São essas nações livres, mais igualitárias e autônomas que são capazes de estabelecer laços de cooperação, num espírito de respeito aos “outros”, de cor, religião ou cultura diferentes.
Afirmamos acima que a definição mais apropriada para o povo judeu seria a de uma comunidade de destino. Temos um passado comum e, queiramos ou não, um futuro comum. O que impacta em uma parte do povo afeta as outras, onde for que se encontrem. Se esta premissa for correta, ela significa que somos todos responsáveis pelo que acontece aos judeus, em qualquer parte do mundo.
Não tem sido este o entendimento dos dirigentes do Estado de Israel que invariavelmente tratam os judeus da Diáspora com certa condescendência, como judeus de segunda categoria. Afinal, não deviam todos eles estabelecer-se em Israel, após a criação do estado? Raramente, os israelis tem tentado pensar o significado de ser judeu na Diáspora. E estes, por acomodação ou remorsos, nunca tem reivindicado o direito de participar das decisões que afetam o destino de todos os judeus, dentro e fora de Israel.
Assim, além da intolerância e hostilidade frente ao movimento nacionalista dos palestinos, tem-se cedido espaço crescente à ortodoxia religiosa extremista.

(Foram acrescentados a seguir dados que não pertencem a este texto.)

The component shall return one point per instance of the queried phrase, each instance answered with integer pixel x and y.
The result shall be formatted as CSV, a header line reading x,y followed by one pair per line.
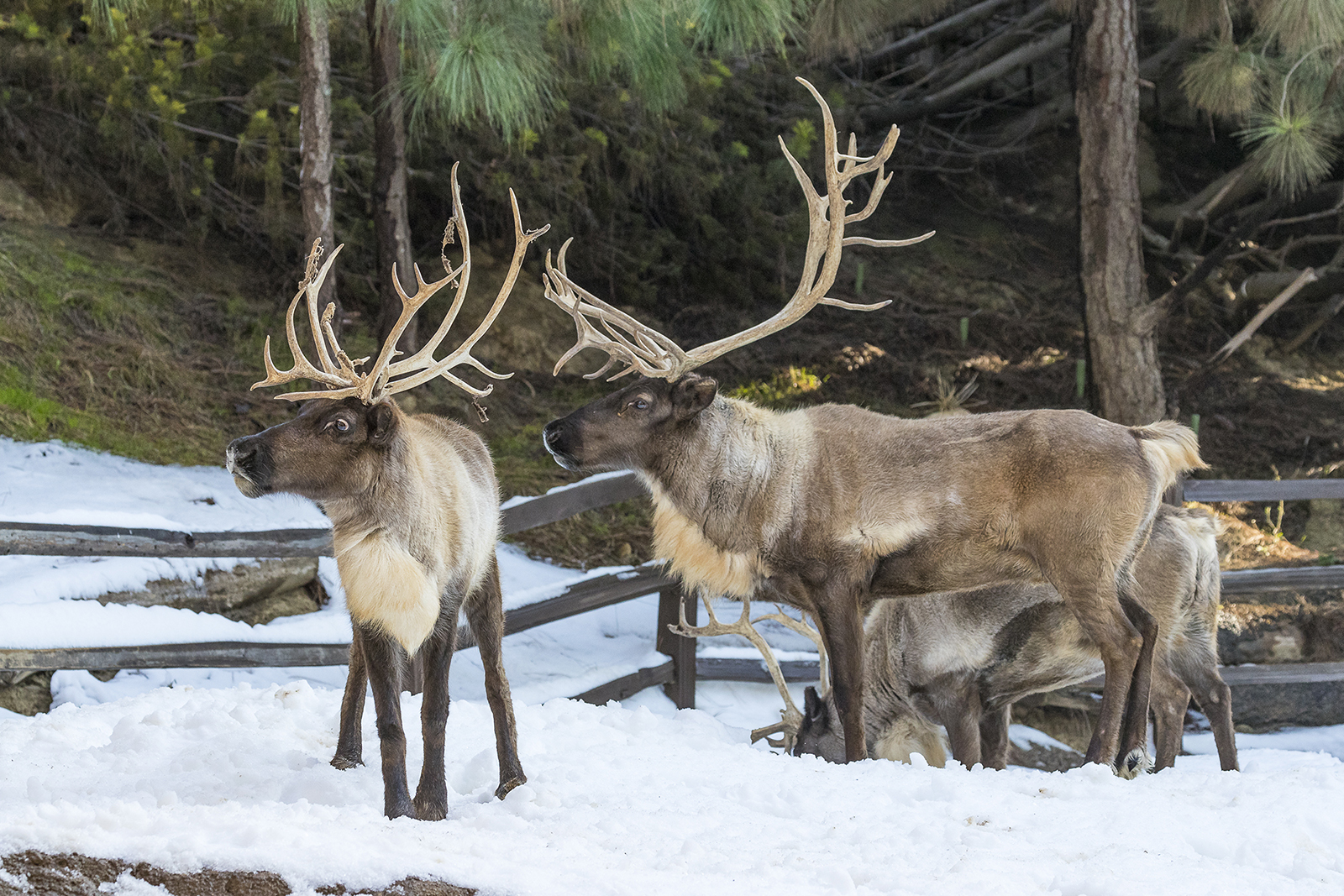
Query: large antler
x,y
387,376
745,626
649,352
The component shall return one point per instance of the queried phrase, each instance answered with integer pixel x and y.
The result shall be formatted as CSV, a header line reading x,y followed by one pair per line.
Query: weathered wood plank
x,y
116,542
586,595
561,506
218,654
672,604
1283,579
42,539
629,685
1263,490
725,669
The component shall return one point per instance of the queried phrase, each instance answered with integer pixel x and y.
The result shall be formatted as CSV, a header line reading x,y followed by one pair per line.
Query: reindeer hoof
x,y
432,809
501,792
1135,763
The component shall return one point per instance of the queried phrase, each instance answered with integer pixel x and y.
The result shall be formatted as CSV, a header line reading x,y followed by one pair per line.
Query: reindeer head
x,y
347,427
820,734
329,450
629,427
609,432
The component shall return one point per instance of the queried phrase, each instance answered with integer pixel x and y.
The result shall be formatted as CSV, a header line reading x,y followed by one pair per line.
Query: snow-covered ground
x,y
228,768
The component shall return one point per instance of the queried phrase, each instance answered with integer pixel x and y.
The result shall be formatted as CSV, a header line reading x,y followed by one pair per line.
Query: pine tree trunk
x,y
315,139
391,224
1120,317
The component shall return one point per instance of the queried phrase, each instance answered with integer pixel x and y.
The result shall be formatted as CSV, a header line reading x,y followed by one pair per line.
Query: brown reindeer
x,y
414,511
833,506
961,660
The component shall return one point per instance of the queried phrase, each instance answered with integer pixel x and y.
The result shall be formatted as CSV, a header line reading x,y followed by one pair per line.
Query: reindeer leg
x,y
383,658
1215,700
1133,741
486,613
349,741
1093,598
994,736
436,656
842,627
956,700
1169,700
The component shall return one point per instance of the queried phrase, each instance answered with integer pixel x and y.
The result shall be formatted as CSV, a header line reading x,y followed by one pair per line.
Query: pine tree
x,y
1274,67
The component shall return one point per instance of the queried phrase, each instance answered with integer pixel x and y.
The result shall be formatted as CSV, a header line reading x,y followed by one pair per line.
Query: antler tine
x,y
638,347
812,634
302,369
745,626
827,217
463,355
312,286
425,358
643,349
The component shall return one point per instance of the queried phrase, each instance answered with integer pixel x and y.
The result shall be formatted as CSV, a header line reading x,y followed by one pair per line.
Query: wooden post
x,y
682,688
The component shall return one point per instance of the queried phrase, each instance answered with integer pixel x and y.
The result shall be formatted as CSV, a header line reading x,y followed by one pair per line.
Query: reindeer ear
x,y
692,394
382,422
812,705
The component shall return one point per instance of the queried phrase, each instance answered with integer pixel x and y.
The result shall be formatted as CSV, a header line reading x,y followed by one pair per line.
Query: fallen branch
x,y
1247,332
1213,259
1059,109
1265,285
991,47
902,112
921,39
1321,318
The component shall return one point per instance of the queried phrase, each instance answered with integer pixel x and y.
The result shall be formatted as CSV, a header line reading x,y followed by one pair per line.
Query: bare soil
x,y
35,873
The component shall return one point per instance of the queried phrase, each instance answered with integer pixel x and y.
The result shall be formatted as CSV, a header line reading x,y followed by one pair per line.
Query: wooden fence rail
x,y
678,674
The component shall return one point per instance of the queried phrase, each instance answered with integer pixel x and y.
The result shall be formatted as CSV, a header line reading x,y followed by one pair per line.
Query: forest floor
x,y
148,348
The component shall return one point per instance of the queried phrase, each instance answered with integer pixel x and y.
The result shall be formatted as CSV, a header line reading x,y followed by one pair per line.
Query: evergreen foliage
x,y
181,118
1274,67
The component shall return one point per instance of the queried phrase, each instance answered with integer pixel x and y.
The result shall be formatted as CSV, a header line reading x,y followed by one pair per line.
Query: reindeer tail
x,y
1171,449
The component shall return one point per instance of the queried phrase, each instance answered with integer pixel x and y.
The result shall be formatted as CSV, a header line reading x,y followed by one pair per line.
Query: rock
x,y
1281,631
1267,707
33,872
252,593
26,692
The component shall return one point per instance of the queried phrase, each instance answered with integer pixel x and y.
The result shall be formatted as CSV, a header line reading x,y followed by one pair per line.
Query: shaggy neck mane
x,y
705,488
367,511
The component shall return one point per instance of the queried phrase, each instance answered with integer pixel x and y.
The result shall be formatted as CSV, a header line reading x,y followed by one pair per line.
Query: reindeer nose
x,y
239,454
551,436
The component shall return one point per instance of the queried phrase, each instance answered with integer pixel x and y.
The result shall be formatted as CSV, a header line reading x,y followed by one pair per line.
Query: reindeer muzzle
x,y
249,459
558,439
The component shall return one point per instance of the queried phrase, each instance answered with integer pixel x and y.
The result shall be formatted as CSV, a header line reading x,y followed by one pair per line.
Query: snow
x,y
228,768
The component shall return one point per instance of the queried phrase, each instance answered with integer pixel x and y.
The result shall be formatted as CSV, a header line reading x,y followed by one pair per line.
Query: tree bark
x,y
1120,320
391,221
315,140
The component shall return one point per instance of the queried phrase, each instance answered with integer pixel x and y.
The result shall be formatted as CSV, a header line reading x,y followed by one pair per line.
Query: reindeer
x,y
414,511
961,660
832,508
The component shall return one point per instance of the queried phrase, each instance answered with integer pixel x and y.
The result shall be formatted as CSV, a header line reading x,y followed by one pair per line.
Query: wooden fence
x,y
676,674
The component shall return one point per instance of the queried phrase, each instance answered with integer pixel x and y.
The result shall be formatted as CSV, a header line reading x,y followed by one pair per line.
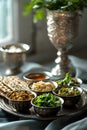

Não se ousa colocar a questão da religião - a natureza laica ou religiosa do Estado - em debate amplo e profundo. Resvalamos assim para uma sociedade dominada por fanáticos fundamentalistas que pregam o ódio, preconceitos e intolerância, levando à desobediência às leis, conflitos e até assassinatos.
Aceitar passivamente as imposições dos fundamentalistas significa retroceder na história, submeter-se ao obscurantismo que deprecia o valor da vida e deforma a visão do mundo real, substituindo-a por uma visão delirante que intimida o pensamento crítico.
A alternativa é a construção de uma sociedade livre, pluralista, aberta e democrática, consciente e ciosa de seu legado histórico e espiritual, das tradições e raízes humanistas ancoradas na justiça social.
Seriam esses os valores
que vão forjar a aliança e reforçar os laços de interdependência entre Israel
e os judeus do mundo?
A opção e o destino estão em nossas mãos.